By Victoria Saffa
The student population at Fourah Bay College (FBC) has increased from 500 to 6,000 even though the premier higher learning institution in the country still has the same facilities, according to Vice Chancellor and Principal of the University Of Sierra Leone (USL), Professor Ekundayo Thompson.
He was speaking last week during a one-day discussion forum themed “effective participation of students in managing change”. The forum was hosted at the Adjai Crowther Amphitheatre as part of interactive sessions between the administration and students to provide an opportunity for sharing information and exchange of ideas to transform the university.
The forum was attended by the Vice Chancellor and Principal of USL, Deputy Vice Chancellor and Principal of FBC, Professor S.P.T. Gbamanja, members of the academic staff of the university and students.
In his statement, Professor Thompson called on students to pay their fees as the money would be used for infrastructure development of the university.
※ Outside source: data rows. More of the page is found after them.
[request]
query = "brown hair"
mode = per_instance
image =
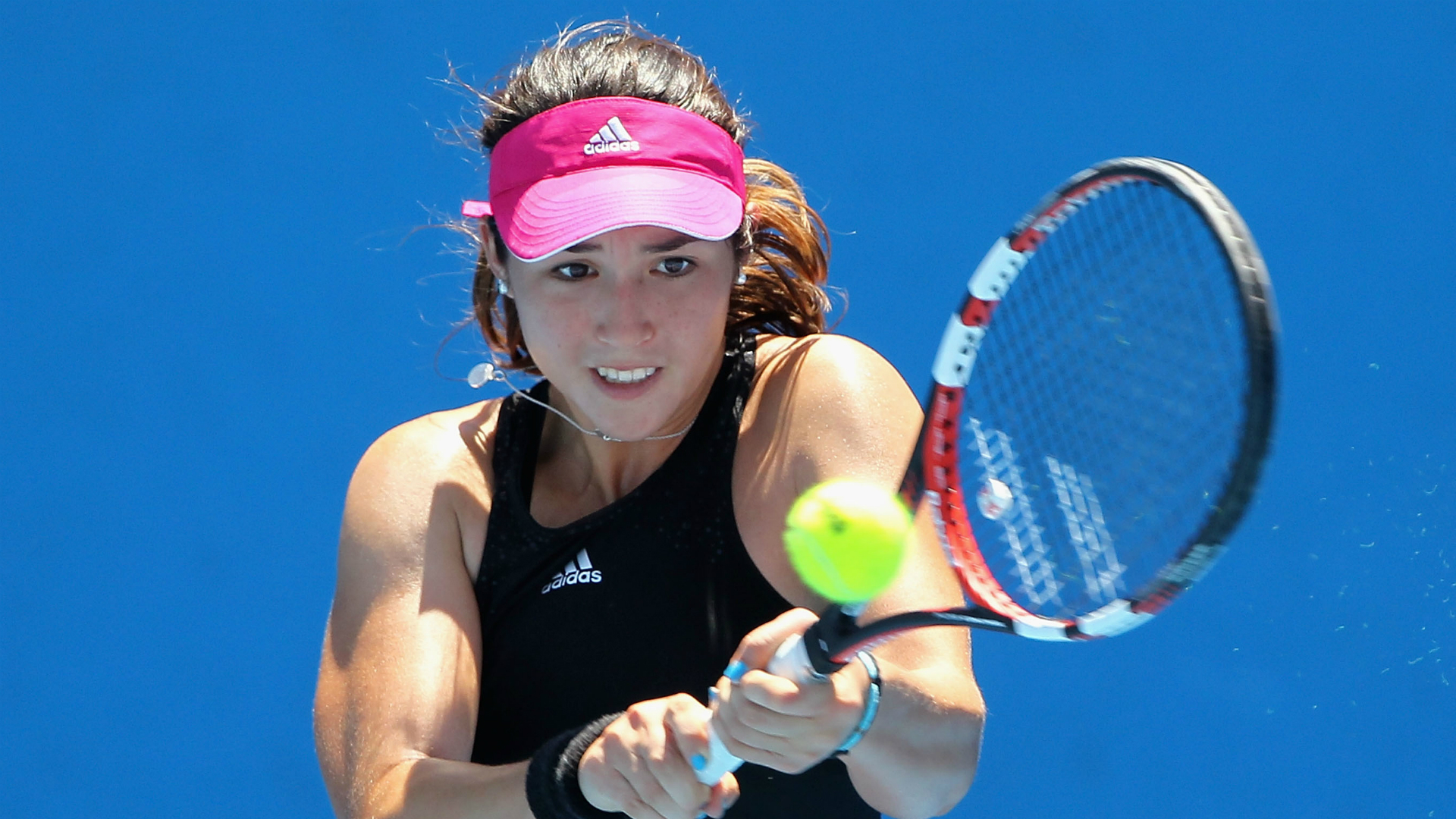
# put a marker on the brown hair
(783, 245)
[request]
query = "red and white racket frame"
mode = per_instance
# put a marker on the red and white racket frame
(934, 474)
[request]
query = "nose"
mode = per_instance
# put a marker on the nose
(623, 315)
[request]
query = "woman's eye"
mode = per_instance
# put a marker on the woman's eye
(674, 265)
(573, 270)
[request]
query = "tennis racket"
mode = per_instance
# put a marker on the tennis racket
(1097, 422)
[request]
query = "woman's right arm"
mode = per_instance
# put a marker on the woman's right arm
(400, 679)
(398, 692)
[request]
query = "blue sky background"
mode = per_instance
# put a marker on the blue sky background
(213, 297)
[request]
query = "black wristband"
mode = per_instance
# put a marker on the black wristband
(551, 780)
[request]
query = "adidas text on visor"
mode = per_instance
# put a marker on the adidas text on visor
(595, 165)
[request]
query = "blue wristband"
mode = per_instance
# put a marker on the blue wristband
(871, 704)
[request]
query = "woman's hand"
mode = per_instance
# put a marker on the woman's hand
(781, 723)
(639, 765)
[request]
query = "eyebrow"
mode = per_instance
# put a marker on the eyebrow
(660, 248)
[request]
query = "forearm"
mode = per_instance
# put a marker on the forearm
(441, 789)
(919, 755)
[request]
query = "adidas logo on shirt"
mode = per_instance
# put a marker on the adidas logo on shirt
(579, 570)
(610, 139)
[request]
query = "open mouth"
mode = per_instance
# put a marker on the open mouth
(638, 375)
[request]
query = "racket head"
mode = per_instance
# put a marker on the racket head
(1101, 403)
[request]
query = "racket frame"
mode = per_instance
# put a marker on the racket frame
(934, 474)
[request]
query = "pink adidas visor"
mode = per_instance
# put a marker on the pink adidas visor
(595, 165)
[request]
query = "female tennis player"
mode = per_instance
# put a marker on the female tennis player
(536, 594)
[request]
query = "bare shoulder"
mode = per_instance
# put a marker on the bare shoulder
(840, 407)
(821, 407)
(425, 483)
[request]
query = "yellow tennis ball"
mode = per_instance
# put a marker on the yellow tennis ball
(845, 539)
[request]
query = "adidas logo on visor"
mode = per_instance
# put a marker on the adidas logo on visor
(612, 139)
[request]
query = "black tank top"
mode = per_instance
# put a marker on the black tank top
(641, 599)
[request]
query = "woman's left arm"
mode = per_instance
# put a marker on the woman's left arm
(840, 410)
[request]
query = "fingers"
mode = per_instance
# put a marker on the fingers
(785, 725)
(759, 646)
(724, 795)
(638, 765)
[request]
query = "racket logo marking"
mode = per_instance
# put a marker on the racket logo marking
(1019, 529)
(1076, 497)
He said the university needs funds because government has moved away from providing fees subsidy.
He added that students who fail to pay their tuition fees and register for the second semester will not be allowed to take their examination, adding that under his tenure the rule of law must prevail and everybody must comply with the laws of the university.
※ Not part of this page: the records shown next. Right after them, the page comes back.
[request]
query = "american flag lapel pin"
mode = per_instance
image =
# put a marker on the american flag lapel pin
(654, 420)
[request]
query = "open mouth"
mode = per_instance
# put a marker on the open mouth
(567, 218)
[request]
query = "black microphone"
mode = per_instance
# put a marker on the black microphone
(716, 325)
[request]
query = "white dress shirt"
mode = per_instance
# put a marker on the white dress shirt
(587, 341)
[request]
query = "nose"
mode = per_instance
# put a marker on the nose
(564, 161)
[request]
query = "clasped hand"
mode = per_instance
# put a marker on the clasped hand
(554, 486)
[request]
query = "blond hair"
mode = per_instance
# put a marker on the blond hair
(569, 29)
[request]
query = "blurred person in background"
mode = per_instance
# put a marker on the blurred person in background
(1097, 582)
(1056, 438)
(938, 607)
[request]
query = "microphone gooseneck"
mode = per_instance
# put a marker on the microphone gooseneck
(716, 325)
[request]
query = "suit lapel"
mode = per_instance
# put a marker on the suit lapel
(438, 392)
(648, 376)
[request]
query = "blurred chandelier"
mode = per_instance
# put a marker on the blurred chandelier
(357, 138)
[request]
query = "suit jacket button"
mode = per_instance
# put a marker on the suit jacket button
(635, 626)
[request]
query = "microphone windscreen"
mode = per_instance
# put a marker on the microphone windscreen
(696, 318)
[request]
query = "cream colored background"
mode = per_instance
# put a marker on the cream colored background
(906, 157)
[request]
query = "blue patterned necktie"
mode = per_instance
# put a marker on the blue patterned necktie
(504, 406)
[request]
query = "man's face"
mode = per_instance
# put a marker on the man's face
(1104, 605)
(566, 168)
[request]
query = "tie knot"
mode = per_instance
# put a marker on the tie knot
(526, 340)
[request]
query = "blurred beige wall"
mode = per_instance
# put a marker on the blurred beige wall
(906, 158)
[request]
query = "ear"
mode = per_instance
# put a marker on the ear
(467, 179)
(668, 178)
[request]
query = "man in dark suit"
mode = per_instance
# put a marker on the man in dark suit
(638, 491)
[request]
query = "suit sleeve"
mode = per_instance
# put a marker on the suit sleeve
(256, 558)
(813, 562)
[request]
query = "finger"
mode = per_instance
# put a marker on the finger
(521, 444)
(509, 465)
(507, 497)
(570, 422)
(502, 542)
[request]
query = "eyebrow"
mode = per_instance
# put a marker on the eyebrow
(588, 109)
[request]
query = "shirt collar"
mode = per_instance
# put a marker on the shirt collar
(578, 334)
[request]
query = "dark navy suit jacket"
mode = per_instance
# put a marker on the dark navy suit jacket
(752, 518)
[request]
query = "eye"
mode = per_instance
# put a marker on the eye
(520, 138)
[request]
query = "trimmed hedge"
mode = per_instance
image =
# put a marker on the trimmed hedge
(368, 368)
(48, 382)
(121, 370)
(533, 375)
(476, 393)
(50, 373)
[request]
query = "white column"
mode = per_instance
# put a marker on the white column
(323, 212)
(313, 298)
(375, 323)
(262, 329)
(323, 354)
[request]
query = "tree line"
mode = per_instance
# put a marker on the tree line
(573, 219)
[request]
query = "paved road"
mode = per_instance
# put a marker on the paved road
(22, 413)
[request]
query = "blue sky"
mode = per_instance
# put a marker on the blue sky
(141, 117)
The Vice Chancellor and Principal also encouraged students to study very hard for excellence by scooping first class degrees, not third class degrees.
“My administration will not tolerate any act of fraudulent behaviour, no act of corruption and no examination malpractices. If we found out any students with false certificate to enter into the university, he will not have his degree,” he cautioned.
He maintained that Sierra Leonean students have excelled in a number of fields of study, adding that though there are challenges to development in the university, yet they are working assiduously to address those challenges through students’ participation as they are interested in the future of students.